Information disclosure in mariadb (Alpine package)

1) Information disclosure

EUVDB-ID: #VU6896

Risk: Low

CVSSv4.0: 4 [CVSS:4.0/AV:L/AC:L/AT:N/PR:H/UI:N/VC:H/VI:N/VA:N/SC:N/SI:N/SA:N/E:U/U:Clear]

CVE-ID: CVE-2017-3313

CWE-ID: CWE-200 - Information exposure

Exploit availability: No

Description

The vulnerability allows a local high privileged attacker to obtain potentially sensitive information.

The weakness exists due to an error in MyISAM component. A local attacker can gain unauthorized access to critical data or complete access to all MySQL Server accessible data.
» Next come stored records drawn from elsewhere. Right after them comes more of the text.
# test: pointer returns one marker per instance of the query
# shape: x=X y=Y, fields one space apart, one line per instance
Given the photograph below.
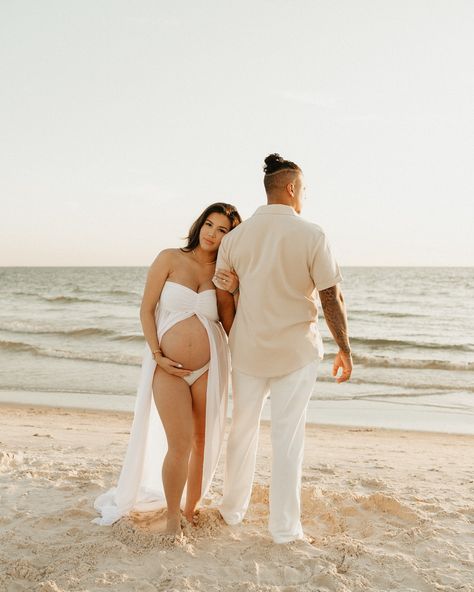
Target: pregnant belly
x=187 y=343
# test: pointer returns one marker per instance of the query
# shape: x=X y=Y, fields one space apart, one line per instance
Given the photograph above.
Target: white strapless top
x=176 y=298
x=140 y=485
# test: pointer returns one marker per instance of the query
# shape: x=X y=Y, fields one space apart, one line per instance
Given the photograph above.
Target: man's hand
x=172 y=367
x=342 y=360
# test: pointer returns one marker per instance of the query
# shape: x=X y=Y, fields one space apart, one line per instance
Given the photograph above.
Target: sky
x=121 y=120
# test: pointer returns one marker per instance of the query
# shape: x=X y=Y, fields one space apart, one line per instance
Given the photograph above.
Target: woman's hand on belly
x=172 y=367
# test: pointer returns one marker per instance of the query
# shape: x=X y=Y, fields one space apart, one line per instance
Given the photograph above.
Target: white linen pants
x=290 y=395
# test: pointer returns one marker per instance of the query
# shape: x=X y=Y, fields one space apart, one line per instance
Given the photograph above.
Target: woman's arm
x=157 y=275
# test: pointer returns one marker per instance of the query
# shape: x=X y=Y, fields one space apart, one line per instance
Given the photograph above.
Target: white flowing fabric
x=140 y=486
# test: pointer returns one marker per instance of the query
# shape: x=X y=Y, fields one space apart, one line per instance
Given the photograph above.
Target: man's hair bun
x=274 y=162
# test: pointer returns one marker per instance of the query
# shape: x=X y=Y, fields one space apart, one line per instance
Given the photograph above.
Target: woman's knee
x=180 y=448
x=199 y=441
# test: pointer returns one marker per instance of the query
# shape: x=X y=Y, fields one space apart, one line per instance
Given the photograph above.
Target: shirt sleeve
x=324 y=269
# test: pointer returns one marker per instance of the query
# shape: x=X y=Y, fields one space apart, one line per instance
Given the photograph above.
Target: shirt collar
x=276 y=209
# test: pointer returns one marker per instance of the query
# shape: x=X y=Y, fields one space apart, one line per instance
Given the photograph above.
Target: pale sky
x=121 y=120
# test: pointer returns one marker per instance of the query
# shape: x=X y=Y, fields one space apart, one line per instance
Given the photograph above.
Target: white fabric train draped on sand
x=140 y=486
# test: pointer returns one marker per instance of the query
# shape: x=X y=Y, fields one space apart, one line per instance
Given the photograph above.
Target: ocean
x=72 y=337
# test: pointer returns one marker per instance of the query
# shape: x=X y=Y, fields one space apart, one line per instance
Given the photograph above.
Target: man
x=274 y=341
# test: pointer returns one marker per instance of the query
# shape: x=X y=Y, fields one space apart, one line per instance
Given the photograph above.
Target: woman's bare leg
x=194 y=486
x=174 y=403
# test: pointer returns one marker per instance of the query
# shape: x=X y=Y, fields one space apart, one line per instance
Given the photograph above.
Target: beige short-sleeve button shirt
x=281 y=259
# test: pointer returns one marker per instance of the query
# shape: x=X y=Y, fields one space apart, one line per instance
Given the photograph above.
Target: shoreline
x=391 y=413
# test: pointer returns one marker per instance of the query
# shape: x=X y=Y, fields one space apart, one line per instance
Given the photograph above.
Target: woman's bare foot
x=191 y=517
x=173 y=524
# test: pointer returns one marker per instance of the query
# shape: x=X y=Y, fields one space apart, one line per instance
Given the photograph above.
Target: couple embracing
x=255 y=281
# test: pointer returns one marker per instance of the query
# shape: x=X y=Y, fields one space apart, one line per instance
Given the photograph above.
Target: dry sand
x=382 y=510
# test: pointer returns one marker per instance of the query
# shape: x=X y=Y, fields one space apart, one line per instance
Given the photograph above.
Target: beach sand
x=381 y=509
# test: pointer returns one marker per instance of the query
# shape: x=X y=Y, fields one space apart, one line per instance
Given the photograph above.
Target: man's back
x=280 y=260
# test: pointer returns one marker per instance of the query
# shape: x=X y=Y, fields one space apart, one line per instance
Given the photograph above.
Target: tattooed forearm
x=226 y=309
x=335 y=316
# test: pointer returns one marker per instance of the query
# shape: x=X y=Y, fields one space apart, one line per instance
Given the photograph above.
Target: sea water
x=72 y=337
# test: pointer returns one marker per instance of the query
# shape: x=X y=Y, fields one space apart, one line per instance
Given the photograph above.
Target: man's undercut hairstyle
x=278 y=172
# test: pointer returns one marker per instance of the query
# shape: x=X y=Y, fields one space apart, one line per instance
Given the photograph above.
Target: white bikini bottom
x=195 y=374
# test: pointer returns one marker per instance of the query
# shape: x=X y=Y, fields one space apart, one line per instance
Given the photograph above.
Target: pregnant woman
x=175 y=444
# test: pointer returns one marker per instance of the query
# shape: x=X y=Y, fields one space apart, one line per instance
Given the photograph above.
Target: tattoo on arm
x=335 y=316
x=226 y=309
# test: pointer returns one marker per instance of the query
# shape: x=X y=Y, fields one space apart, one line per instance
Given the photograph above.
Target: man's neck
x=279 y=202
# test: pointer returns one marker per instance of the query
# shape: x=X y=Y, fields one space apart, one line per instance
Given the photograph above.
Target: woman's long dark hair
x=218 y=208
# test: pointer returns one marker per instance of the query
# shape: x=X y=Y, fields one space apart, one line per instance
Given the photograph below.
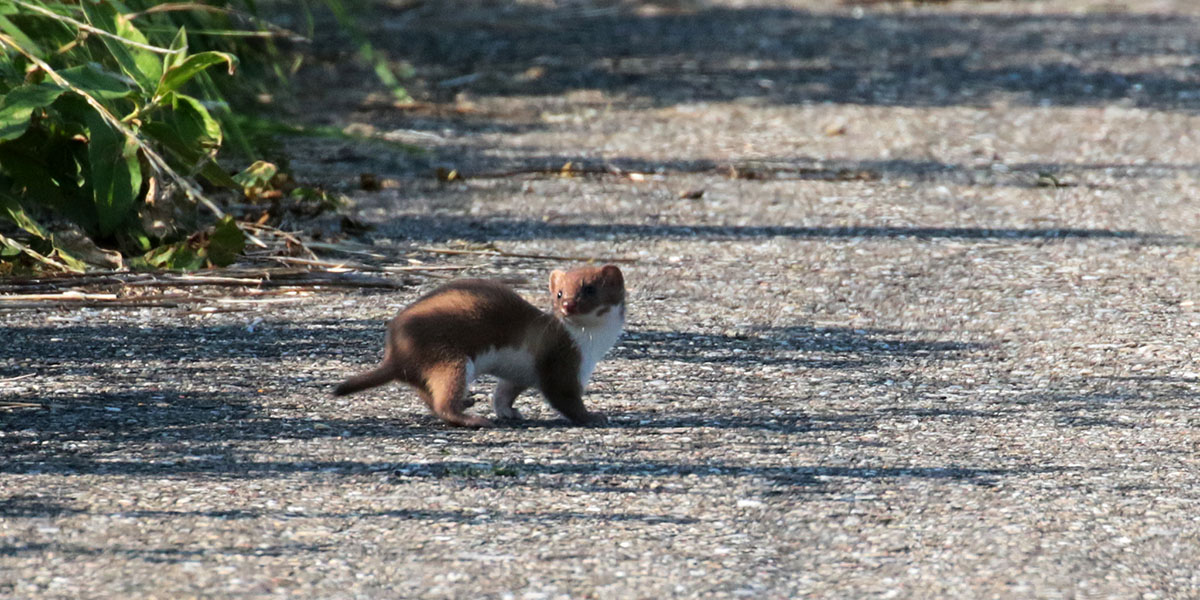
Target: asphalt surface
x=912 y=315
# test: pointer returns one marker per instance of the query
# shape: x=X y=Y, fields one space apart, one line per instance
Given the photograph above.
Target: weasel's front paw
x=508 y=414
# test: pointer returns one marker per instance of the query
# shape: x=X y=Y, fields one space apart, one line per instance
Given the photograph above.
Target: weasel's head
x=587 y=295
Successful exploitation of the vulnerability results in information disclosure.

Mitigation

Install update from vendor's website.

Vulnerable software versions

mariadb (Alpine package): 10.1.21-r0

CPE2.3

• cpe:2.3:o:alpine:mariadb_alpine_package:10.1.21-r0:*:*:*:*:alpine_linux:*:3.2

External links

https://git.alpinelinux.org/aports/commit/?id=bb3e58d46d4c459703177662c32c9cb954bb06e3
https://git.alpinelinux.org/aports/commit/?id=28850b3a43930dcaba7ce82fa55bb53853cf412d
https://git.alpinelinux.org/aports/commit/?id=0af8e020357e06efb024840fcd0c25246bec62db
https://git.alpinelinux.org/aports/commit/?id=1079181bed96dff7b7fa1d2dc1d5078a74bea57c
https://git.alpinelinux.org/aports/commit/?id=0e3ca69b1749cd4d06186562a84fb24e7cc4fcaf
https://git.alpinelinux.org/aports/commit/?id=b50b8e49e231f6726bbc4ffbeb94c0b2d8e51dda
https://git.alpinelinux.org/aports/commit/?id=417a960f840f84865d1066eceb04f147363cf8a3
https://git.alpinelinux.org/aports/commit/?id=3c979daea8b4edb2efde9199fe3ef7b4bb31f916

Q & A

Can this vulnerability be exploited remotely?

No. This vulnerability can be exploited locally. The attacker should have authentication credentials and successfully authenticate on the system.

Is there known malware, which exploits this vulnerability?

No. We are not aware of malware exploiting this vulnerability.